At the same moment her face changed colour, and she sank to the ground. “What have I drunk?” she moaned. The glass rolled on the carpet, unbroken.
Miss Russell had in fact drunk a full dose of pure trinitrin. I recognised all the symptoms at once. I rang for assistance. I got a stomach pump. I got ice, and sent for ergot and for atropine. I injected six minims of the Injectis Ergotini Hypodermica. I despaired of saving her; but I saved her, after four injections. I need not describe to you all the details. Let it suffice that she recovered.
“Then you did exchange the bottles?” I could not help putting this question to her as soon as she was in a fit state to hear it.
“I swear to you that I had not meant to,” she whispered. “In my nervousness I must have confused them. You have saved Adelaide’s life.”
“I have saved yours, anyway,” I said.
“But you believe me?”
“Yes,” I said; and the curious thing is that I did believe her. I was convinced, and I am convinced, that she did not mean to exchange the bottles.
“Listen!” she exclaimed. We could hear Big Ben striking twelve.
“Midnight,” I said.
She clutched my hand with a swift movement. “Go and see that my Adelaide lives,” she cried almost hysterically.
I opened the door between the two rooms and went into the sleeping chamber.
“Miss Spanton is dozing quietly,” I said, on my return.

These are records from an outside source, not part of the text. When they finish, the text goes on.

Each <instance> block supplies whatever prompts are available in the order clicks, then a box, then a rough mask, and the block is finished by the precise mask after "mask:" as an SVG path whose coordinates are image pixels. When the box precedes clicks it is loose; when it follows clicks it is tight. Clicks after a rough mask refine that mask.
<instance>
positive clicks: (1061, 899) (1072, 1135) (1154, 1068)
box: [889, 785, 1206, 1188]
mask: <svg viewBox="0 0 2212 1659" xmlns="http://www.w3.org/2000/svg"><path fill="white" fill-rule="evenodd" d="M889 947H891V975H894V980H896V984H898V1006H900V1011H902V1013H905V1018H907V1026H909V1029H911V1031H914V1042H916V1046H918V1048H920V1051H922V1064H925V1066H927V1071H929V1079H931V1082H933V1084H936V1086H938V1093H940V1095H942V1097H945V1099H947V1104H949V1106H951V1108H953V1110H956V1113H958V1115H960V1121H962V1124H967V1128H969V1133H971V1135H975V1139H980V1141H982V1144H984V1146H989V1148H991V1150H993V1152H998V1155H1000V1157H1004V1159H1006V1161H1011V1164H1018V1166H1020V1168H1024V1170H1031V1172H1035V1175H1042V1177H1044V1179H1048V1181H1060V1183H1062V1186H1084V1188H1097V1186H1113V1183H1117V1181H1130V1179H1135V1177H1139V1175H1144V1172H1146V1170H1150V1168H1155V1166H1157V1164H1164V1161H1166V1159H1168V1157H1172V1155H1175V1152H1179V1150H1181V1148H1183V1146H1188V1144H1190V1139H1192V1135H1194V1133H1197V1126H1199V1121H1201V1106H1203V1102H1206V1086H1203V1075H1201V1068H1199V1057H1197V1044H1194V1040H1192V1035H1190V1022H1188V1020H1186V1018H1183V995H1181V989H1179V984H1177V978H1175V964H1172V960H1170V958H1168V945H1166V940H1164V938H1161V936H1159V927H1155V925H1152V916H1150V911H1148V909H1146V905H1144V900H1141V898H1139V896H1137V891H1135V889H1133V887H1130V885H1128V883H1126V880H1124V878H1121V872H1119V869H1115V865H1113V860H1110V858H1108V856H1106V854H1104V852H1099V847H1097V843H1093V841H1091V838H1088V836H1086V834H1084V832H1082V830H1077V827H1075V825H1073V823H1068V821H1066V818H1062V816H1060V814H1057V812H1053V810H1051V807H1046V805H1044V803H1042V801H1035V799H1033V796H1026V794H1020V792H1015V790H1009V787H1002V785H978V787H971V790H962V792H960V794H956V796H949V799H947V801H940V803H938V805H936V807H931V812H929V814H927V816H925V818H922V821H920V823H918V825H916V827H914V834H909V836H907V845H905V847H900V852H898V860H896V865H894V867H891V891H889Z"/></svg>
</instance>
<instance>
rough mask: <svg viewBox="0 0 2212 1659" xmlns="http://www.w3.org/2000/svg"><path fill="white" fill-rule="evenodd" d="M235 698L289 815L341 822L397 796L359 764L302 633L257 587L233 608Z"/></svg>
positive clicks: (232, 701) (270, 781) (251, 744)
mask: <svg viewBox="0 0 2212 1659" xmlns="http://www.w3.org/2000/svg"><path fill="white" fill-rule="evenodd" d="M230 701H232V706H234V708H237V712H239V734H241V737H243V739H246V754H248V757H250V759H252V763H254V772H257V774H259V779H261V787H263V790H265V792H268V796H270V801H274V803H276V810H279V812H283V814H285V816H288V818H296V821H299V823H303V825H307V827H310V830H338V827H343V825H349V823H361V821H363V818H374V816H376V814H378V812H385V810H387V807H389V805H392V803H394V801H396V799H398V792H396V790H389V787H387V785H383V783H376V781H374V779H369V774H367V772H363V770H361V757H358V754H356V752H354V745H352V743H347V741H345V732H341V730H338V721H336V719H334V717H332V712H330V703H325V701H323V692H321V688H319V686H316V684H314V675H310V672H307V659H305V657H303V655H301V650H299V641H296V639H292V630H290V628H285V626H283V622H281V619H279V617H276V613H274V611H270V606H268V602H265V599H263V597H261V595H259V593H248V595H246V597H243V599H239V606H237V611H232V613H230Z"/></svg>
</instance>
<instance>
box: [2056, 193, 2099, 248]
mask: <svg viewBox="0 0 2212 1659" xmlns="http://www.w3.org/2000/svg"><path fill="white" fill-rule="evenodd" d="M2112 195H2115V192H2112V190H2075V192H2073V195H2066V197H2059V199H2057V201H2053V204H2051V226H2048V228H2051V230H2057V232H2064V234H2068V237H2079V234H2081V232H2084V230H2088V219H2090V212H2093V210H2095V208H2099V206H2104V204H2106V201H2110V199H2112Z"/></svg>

“Thank God!” Miss Russell murmured. And then old bald-headed Mr. Dancer came into the room, blandly unconscious of all that had passed during his sojourn in the smoking saloon.
When I left the precincts of the Grand Babylon at one o’clock, the guests were beginning to leave the Gold Rooms, and the great courtyard was a scene of flashing lights, and champing horses, and pretty laughing women.
“What a queer place a hotel is!” I thought.
Neither Mr. Grist nor the mysterious maid was seen again in London. Possibly they consoled each other. The beautiful Adelaide Spanton—under my care, ahem!—is completely restored to health.
Yes, I am going to marry her. No, not the beautiful Adelaide, you duffers—besides she is too young for my middle age—but Miss Russell. Her Christian name is Ethel. Do you not like it? As for the beautiful Adelaide, there is now a viscount in the case.